I haven't really been there very many times [since it reopened] down here [in Chinatown].
I've never been to this one.
It's not for lack of trying. It's always a fucking fracas with a long wait for a table when I walk by. Seeing as we're in Chinatown and also talking about those guys, do you find yourself specifically drawn to Asian cuisine?
I don't feel like I'm an Asian food aficionado although I do like it a lot, especially Chinese food. I got super-psyched when I went to [the] Flushing [section of Queens] like 10 years ago and first tried that place Spicy & Tasty.
With the numbing peppercorns in everything?
That tendon salad with the Sichuan peppercorns and the red oil. That tofu and celery dish. All that cold stuff.
The cold appetizers and pickled dishes are such a nice counterpoint to the heat.
Having real Sichuan food there blew my mind. [David Chang and Danny Bowien] are definitely into that stuff. But I wouldn't say that it's really what I gravitate towards. I mean, I love Chinese food but I feel like I just don't know enough about it. Maybe if I was in LA I'd have stronger feelings because I could try more of it. I feel like what my brain and body respond to the most is any food from within 300 miles of the Mediterranean. It's easy and simple and the ingredients are so pure.

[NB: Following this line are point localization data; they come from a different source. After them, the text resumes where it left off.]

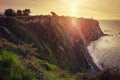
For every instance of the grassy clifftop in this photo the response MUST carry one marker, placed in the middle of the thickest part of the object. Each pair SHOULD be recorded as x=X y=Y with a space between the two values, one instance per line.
x=48 y=47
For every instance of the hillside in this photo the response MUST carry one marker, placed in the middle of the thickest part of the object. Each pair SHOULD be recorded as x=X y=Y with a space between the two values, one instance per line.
x=47 y=47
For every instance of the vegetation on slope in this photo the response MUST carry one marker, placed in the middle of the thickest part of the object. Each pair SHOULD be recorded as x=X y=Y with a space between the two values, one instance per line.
x=46 y=50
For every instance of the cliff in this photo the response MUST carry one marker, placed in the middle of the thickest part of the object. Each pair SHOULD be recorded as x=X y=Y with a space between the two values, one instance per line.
x=59 y=40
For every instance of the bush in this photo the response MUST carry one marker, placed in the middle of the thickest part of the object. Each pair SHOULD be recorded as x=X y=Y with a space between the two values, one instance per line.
x=12 y=69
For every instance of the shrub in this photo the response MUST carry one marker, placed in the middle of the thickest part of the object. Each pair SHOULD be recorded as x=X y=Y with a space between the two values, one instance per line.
x=12 y=69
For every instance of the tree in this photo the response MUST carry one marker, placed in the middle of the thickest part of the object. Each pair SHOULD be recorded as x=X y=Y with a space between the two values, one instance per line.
x=9 y=12
x=26 y=12
x=19 y=13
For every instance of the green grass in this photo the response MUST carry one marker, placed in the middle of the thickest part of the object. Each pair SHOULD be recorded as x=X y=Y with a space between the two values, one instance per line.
x=12 y=69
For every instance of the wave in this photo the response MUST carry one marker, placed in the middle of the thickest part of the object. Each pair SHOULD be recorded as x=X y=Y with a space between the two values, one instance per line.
x=106 y=51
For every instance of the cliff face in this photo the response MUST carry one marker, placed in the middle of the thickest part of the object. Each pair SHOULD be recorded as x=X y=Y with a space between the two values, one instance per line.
x=60 y=40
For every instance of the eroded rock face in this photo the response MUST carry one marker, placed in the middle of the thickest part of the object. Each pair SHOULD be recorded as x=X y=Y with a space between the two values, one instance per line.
x=61 y=40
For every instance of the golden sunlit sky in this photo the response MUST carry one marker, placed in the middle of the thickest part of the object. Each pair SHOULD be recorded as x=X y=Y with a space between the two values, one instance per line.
x=98 y=9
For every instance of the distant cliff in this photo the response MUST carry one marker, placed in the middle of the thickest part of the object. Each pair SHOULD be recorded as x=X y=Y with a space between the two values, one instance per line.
x=60 y=40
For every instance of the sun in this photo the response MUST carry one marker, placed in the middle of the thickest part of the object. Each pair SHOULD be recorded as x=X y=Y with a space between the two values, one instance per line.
x=73 y=11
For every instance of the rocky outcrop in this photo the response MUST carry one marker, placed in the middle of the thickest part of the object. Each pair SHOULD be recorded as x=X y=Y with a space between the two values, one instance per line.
x=61 y=40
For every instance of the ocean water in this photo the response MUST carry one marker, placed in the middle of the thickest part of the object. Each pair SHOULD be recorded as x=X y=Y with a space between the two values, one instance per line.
x=106 y=50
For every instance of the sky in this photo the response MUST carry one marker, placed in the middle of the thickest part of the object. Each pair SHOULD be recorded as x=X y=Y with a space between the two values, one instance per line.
x=97 y=9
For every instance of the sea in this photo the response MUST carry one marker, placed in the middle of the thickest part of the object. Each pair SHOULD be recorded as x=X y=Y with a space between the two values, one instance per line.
x=105 y=51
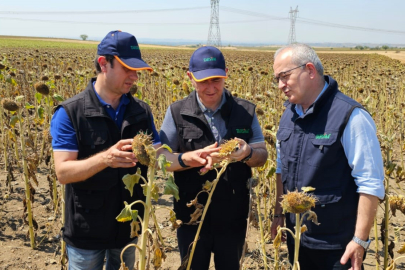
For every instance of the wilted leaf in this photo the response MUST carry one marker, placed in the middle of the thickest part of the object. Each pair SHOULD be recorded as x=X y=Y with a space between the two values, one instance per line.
x=307 y=189
x=207 y=185
x=135 y=228
x=163 y=163
x=155 y=192
x=41 y=112
x=277 y=239
x=123 y=267
x=130 y=180
x=401 y=250
x=58 y=97
x=14 y=119
x=29 y=106
x=313 y=217
x=171 y=188
x=11 y=81
x=195 y=216
x=165 y=146
x=127 y=213
x=19 y=98
x=38 y=97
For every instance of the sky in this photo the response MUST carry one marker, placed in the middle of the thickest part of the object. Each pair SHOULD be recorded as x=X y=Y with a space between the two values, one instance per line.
x=240 y=21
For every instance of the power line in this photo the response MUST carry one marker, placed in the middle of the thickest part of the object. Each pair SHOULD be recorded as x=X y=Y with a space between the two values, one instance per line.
x=214 y=34
x=293 y=18
x=124 y=23
x=310 y=21
x=87 y=12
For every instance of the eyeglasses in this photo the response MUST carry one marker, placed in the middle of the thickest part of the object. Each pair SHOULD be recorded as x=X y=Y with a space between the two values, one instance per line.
x=283 y=76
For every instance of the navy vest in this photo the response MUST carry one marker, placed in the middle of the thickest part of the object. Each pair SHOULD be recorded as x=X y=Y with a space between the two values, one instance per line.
x=312 y=154
x=230 y=202
x=92 y=205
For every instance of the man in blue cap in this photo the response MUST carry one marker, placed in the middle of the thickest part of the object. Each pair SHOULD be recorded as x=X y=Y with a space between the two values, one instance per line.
x=92 y=135
x=209 y=115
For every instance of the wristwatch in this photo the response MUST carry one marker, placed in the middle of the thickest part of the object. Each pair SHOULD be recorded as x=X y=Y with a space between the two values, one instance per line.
x=364 y=244
x=246 y=159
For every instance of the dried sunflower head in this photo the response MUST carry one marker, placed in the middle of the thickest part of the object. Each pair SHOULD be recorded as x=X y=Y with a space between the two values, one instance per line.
x=228 y=147
x=141 y=148
x=10 y=105
x=297 y=202
x=42 y=88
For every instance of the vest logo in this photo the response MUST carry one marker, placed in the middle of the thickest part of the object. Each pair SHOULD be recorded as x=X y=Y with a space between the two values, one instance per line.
x=244 y=130
x=322 y=136
x=209 y=59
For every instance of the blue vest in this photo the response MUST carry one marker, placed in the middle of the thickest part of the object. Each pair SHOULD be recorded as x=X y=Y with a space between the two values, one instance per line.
x=312 y=154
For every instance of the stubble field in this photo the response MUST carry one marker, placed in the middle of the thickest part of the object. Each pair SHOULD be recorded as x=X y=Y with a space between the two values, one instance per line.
x=376 y=81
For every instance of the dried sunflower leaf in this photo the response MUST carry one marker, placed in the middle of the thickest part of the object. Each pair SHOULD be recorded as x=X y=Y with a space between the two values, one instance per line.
x=313 y=217
x=207 y=185
x=135 y=228
x=165 y=146
x=163 y=163
x=130 y=180
x=171 y=188
x=126 y=213
x=155 y=192
x=401 y=250
x=307 y=189
x=13 y=120
x=277 y=239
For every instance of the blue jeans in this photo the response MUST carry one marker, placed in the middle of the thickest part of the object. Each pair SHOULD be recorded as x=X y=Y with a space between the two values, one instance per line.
x=84 y=259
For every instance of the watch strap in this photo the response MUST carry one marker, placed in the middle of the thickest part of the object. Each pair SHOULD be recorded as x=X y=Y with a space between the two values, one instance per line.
x=364 y=244
x=246 y=159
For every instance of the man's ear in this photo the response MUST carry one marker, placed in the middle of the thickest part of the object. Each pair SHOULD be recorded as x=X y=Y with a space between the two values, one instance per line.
x=311 y=70
x=189 y=75
x=102 y=62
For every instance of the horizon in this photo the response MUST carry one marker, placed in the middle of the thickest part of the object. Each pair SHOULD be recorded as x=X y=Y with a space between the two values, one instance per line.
x=240 y=22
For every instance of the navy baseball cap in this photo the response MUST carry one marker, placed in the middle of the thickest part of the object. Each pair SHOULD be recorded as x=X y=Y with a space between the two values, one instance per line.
x=206 y=63
x=125 y=49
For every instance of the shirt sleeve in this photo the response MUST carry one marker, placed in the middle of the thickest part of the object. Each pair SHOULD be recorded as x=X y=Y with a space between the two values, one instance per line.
x=63 y=133
x=155 y=134
x=168 y=132
x=363 y=153
x=257 y=135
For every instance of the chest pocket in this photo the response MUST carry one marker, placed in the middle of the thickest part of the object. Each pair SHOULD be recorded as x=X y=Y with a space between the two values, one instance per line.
x=93 y=142
x=283 y=137
x=192 y=137
x=94 y=138
x=323 y=150
x=244 y=133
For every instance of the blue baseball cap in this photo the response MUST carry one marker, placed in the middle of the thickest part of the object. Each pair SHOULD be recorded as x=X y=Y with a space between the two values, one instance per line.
x=206 y=63
x=124 y=47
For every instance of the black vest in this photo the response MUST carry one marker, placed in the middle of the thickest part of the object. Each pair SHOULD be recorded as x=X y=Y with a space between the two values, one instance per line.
x=311 y=154
x=92 y=205
x=230 y=202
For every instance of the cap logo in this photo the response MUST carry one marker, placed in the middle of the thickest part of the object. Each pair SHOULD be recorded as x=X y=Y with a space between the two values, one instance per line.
x=322 y=136
x=209 y=59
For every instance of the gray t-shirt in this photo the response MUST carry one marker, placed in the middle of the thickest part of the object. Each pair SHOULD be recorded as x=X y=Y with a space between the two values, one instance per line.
x=168 y=133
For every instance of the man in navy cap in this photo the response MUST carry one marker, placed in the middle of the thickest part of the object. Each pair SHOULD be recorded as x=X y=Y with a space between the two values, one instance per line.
x=92 y=135
x=209 y=115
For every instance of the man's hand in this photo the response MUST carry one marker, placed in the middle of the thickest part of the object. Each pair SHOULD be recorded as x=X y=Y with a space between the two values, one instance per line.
x=201 y=157
x=274 y=225
x=244 y=150
x=355 y=253
x=120 y=155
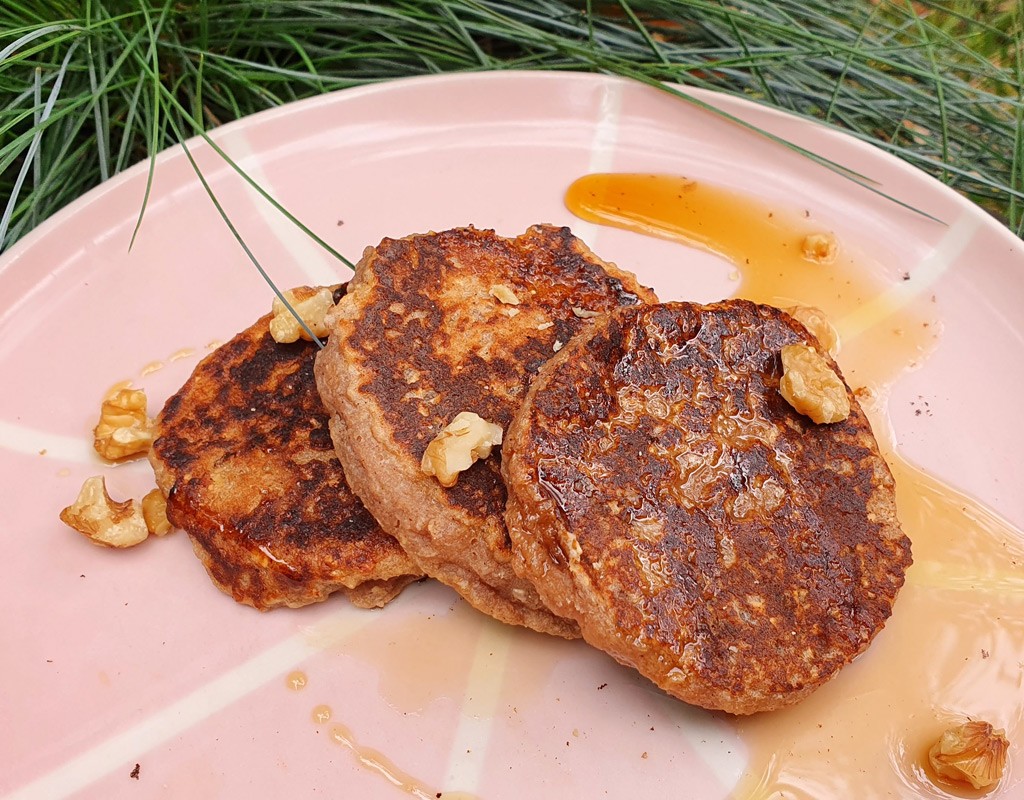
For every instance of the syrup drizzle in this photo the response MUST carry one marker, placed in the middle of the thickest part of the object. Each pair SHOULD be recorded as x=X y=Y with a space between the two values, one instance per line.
x=954 y=645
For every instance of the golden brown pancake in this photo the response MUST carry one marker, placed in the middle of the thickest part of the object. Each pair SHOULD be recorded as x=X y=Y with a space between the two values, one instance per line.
x=435 y=325
x=665 y=496
x=245 y=458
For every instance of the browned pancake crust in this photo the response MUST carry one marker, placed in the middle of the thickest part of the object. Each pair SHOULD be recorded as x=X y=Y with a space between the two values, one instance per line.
x=663 y=494
x=245 y=458
x=419 y=338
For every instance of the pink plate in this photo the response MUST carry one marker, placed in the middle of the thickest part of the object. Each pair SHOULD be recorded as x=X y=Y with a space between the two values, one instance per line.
x=114 y=660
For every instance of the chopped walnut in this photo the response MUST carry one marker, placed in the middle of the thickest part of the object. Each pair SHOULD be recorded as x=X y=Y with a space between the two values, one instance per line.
x=123 y=429
x=155 y=513
x=811 y=386
x=504 y=294
x=820 y=248
x=465 y=439
x=814 y=320
x=973 y=753
x=103 y=520
x=310 y=304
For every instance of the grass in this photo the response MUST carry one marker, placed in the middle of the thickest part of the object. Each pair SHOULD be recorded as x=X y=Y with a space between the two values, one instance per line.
x=89 y=88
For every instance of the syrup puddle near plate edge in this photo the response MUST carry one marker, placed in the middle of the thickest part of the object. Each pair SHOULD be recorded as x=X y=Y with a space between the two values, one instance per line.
x=867 y=730
x=954 y=645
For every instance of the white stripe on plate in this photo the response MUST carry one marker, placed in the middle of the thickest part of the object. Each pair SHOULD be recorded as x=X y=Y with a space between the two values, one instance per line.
x=483 y=687
x=22 y=438
x=108 y=756
x=602 y=150
x=321 y=267
x=945 y=253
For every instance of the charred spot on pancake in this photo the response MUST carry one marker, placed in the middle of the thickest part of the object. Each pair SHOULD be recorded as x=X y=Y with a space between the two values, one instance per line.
x=439 y=324
x=736 y=553
x=245 y=457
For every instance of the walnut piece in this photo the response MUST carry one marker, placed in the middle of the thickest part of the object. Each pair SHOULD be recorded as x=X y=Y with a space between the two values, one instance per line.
x=104 y=521
x=124 y=428
x=311 y=305
x=973 y=753
x=811 y=386
x=465 y=439
x=155 y=513
x=820 y=248
x=814 y=320
x=504 y=294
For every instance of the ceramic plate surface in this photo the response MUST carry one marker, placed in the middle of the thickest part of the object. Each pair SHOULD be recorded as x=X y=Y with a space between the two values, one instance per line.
x=116 y=659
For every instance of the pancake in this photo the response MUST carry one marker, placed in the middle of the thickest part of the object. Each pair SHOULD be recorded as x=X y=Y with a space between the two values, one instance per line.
x=438 y=324
x=245 y=458
x=665 y=496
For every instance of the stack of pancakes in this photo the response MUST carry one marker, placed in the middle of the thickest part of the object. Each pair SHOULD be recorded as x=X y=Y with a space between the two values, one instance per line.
x=654 y=493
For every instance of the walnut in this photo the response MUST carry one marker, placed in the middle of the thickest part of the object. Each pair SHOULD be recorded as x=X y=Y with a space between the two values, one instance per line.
x=504 y=294
x=811 y=386
x=820 y=248
x=465 y=439
x=972 y=753
x=155 y=513
x=103 y=520
x=124 y=428
x=310 y=304
x=817 y=324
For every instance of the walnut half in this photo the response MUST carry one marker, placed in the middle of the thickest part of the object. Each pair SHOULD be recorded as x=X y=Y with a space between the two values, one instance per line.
x=811 y=386
x=465 y=439
x=310 y=304
x=107 y=522
x=124 y=428
x=973 y=753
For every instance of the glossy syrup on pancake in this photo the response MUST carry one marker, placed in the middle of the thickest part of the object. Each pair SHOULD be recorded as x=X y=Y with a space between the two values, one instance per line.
x=664 y=494
x=244 y=455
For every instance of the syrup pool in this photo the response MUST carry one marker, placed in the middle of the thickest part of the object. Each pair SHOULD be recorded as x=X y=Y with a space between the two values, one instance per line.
x=954 y=645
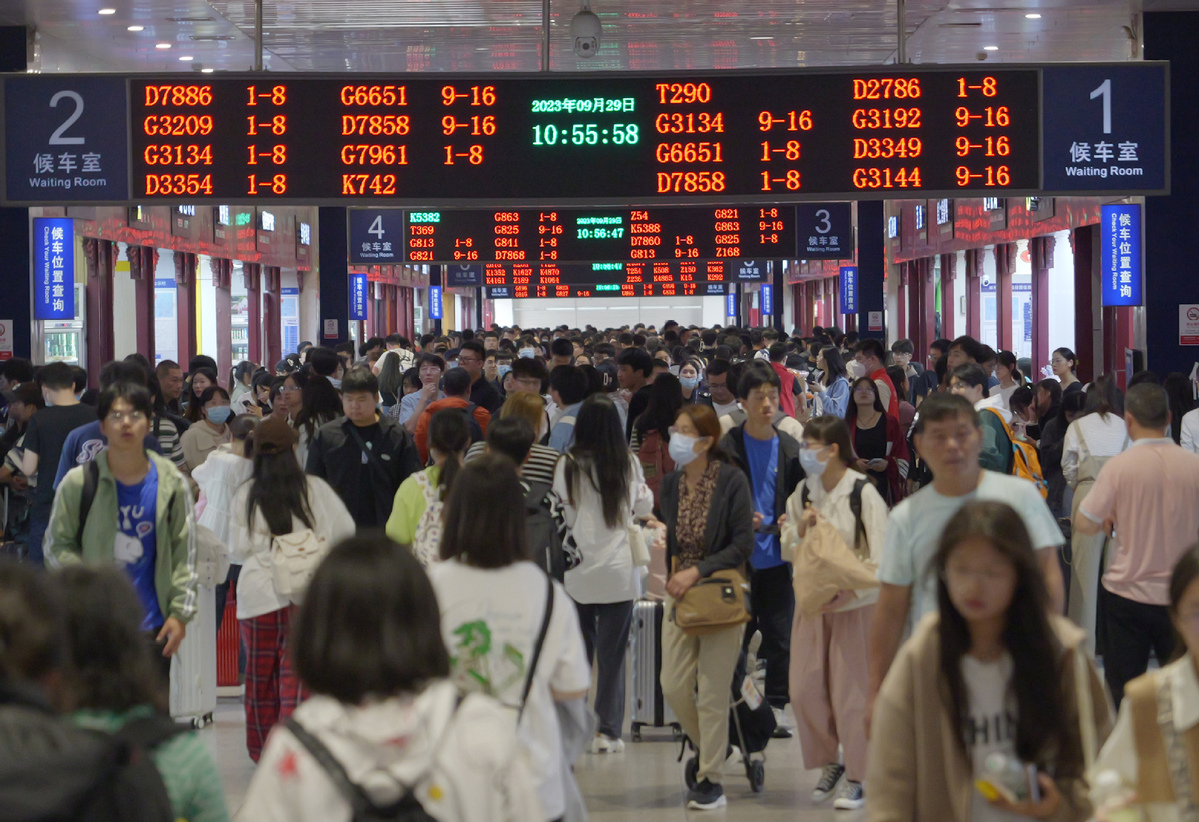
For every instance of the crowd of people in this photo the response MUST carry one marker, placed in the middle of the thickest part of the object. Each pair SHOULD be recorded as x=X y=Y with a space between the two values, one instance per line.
x=953 y=575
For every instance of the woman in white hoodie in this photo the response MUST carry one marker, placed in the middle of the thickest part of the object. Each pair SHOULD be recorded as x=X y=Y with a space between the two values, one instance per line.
x=385 y=720
x=279 y=499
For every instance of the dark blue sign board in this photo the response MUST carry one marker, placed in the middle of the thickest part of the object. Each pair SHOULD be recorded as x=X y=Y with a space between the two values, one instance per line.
x=1120 y=254
x=1104 y=127
x=377 y=236
x=849 y=289
x=825 y=230
x=65 y=139
x=359 y=290
x=463 y=277
x=53 y=269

Me, too. That's certainly most of what I cook at home. Returning to the subject of music: You're playing with Spectre Folk nowadays. It's Pete Nolan from Magik Markers, backed by you, Steve Shelley from Sonic Youth, Peter Meehan...
The joke is that we're a dad band. We all have other jobs and we play shows every four-to-six months. Steve misses a lot of shows cause he's on tour with either Thurston [Moore] or Lee [Ranaldo]. Sometimes Allison [Busch] from Awesome Color and Call of the Wild plays with us instead. We end up doing the same songs all the time but it doesn't bother anybody cause we hardly ever play. The one sad thing about being a dad band is that we never get to practice.
Didn't you tell me the same thing about Pavement?
This is sort of the extreme version of that. But yeah, it's pretty much been that way with every band I've ever been in.
Jordan N. Mamone is a writer based in New York.